The cracks in Indy’s old friendships appear in her conversations with people she once viewed as constants. After Alex’s betrayal, she assumes they will stand by her. Instead, they protect their routines and their ties to him. During an unexpected meeting, Maggie tells Indy that she’s no longer invited to their trivia nights: “Alex still goes, and you know how close the guys are” (45). The group’s decision to avoid conflict instead of defending their wronged friend reveals how little support those connections offer. Over the course of the novel, Indy’s trust in her former friends break down over time rather than in a single moment, and she eventually recognizes the limits of a connection built mainly on longevity.

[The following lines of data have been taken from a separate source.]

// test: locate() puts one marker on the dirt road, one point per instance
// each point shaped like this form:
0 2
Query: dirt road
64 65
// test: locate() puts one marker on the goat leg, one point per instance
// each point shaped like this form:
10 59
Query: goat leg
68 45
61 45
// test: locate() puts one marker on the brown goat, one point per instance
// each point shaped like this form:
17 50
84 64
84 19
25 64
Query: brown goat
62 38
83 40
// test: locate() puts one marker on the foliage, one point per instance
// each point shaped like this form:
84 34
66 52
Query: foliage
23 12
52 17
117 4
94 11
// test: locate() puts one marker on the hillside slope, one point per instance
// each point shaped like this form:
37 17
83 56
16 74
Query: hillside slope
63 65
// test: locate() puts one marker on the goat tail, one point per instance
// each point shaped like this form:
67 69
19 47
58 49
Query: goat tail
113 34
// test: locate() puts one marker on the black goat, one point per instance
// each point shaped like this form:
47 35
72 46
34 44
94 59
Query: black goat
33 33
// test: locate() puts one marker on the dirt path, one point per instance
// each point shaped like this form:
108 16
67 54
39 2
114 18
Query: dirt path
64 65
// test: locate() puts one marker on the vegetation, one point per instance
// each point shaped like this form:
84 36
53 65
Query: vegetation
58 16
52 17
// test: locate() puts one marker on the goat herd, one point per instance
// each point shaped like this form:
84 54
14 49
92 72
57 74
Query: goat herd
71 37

Indy finds steadier ground with Stevie and Zanders, who welcome her without hesitation. Stevie becomes her first real friend in Chicago and offers both a home and emotional space. Ryan eventually becomes part of her found family as well, and the three of them form the center of Indy’s new life. Their ties rest on deliberate care rather than obligation, and they provide room for each person to show fear, frustration, or joy without judgment. In time, their constant presence becomes the clearest example of the book’s idea of family based on everyday choices.
The author expands the theme’s development through Ryan’s shifting relationships with his teammates. At the start of the novel, he keeps a rigid distance from his fellow players and focuses on his athletic performance alone. As he grows closer to Indy, he starts investing in the people around him as evidenced by his mentorship of Leon and the team dinner they host at their apartment. The meal softens the sterile feel of his home and shifts the tone of his relationships at work. By opening his space to his teammates, Ryan expands his network of trusting, supportive bonds beyond Indy, Stevie, and Zanders. Through Indy and Ryan’s story, the author encourages readers to recognize the people in their lives who truly value them and to build the homes they need for themselves.

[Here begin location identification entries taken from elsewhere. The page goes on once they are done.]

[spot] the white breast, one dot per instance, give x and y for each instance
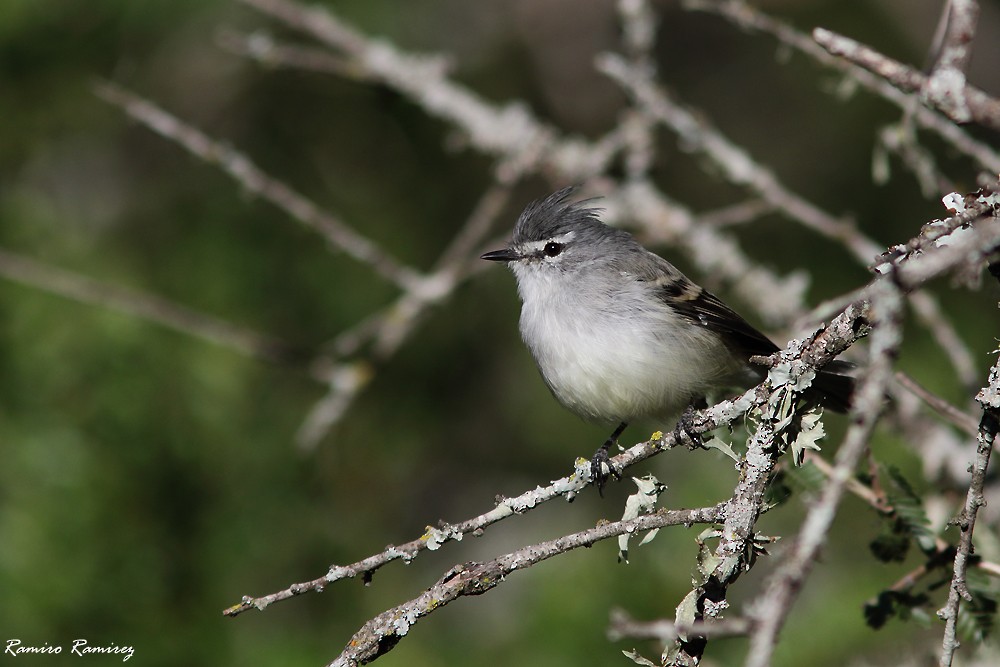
(617, 355)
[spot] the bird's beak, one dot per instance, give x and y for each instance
(504, 255)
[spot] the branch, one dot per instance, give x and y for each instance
(145, 306)
(978, 106)
(771, 610)
(945, 88)
(750, 18)
(379, 635)
(241, 169)
(741, 169)
(512, 133)
(989, 399)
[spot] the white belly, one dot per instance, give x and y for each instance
(617, 367)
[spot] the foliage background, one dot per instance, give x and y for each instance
(150, 479)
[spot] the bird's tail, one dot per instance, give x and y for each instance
(831, 388)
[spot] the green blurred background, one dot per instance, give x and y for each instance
(149, 479)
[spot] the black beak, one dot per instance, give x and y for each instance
(505, 255)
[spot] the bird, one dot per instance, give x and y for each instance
(618, 333)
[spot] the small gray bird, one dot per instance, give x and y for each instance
(618, 333)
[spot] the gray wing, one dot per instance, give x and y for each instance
(702, 308)
(830, 388)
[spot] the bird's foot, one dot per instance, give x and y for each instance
(601, 468)
(685, 431)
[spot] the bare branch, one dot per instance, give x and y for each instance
(750, 18)
(146, 306)
(770, 611)
(382, 633)
(945, 88)
(954, 415)
(982, 108)
(253, 179)
(741, 169)
(989, 399)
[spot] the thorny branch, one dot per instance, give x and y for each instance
(382, 633)
(523, 145)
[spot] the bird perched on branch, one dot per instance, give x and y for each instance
(619, 333)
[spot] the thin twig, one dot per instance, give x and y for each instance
(989, 399)
(741, 169)
(146, 306)
(772, 608)
(379, 635)
(945, 87)
(253, 179)
(748, 17)
(954, 415)
(981, 107)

Tomforde examines the pressure professional athletes face to appear flawless and the strain this places on any attempt at a full life. Ryan, a star basketball player, keeps his public and private selves divided to avoid judgment and protect himself from past hurt. As the novel follows his efforts to manage this split, the story shows that he finds steadier ground only when he lets his private fears and hopes surface in public view.
Ryan’s image as a distant, driven player grows out of his attempt to guard himself after Marissa’s betrayal. His apartment reflects that isolation. When Indy first sees it, she notes that the space is so minimal it “feels like [she’s] sitting in the middle of a museum” (14). The plain surroundings mirror the emotional distance he maintains, and the rigid border he draws between his personal life and his public identity points to his fear that openness will leave him exposed again.

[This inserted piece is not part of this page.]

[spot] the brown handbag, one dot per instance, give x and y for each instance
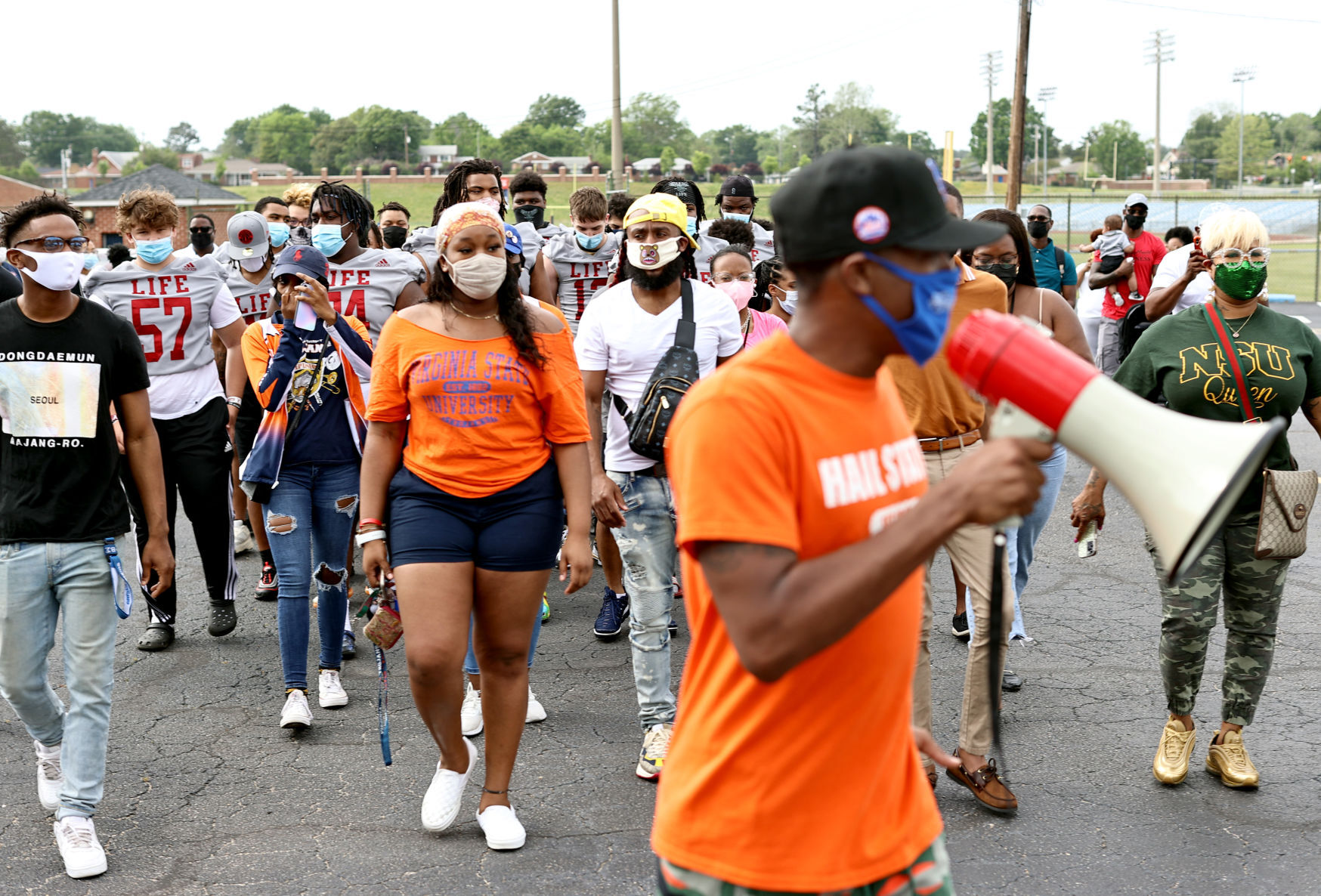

The author uses the fake-dating trope to challenge the rigid divide between Ryan’s public and private selves. To convince his general manager that he has a stable life outside basketball, Ryan pretends Indy is his girlfriend. The staged affection requires him to spend time with Indy, appear close to her in public, and blur the line between performance and sincerity. These interactions bring him into situations where he must admit discomfort or share pieces of his past, and the careful shell he maintains begins to change as their private connection strengthens.
By acknowledging his vulnerability in public, Ryan eventually steps toward a version of himself that no longer splits his identity into separate parts. Instead of relying on the guarded remarks he usually offers, he abandons the polished exterior and speaks plainly about the weight he has been carrying at a high-stakes press conference: “I’ve been lying to y’all for years. I feel the pressure every fucking day, but this season, for the first time in a long time, the game has been fun again” (408). His admission redefines the image he’s spent years constructing and reflects the honesty he has found with Indy. The Right Move criticizes the intense pressure that society places on professional athletes, putting a realistic contemporary twist on the sports romance subgenre and defending public figures’ right to authenticity.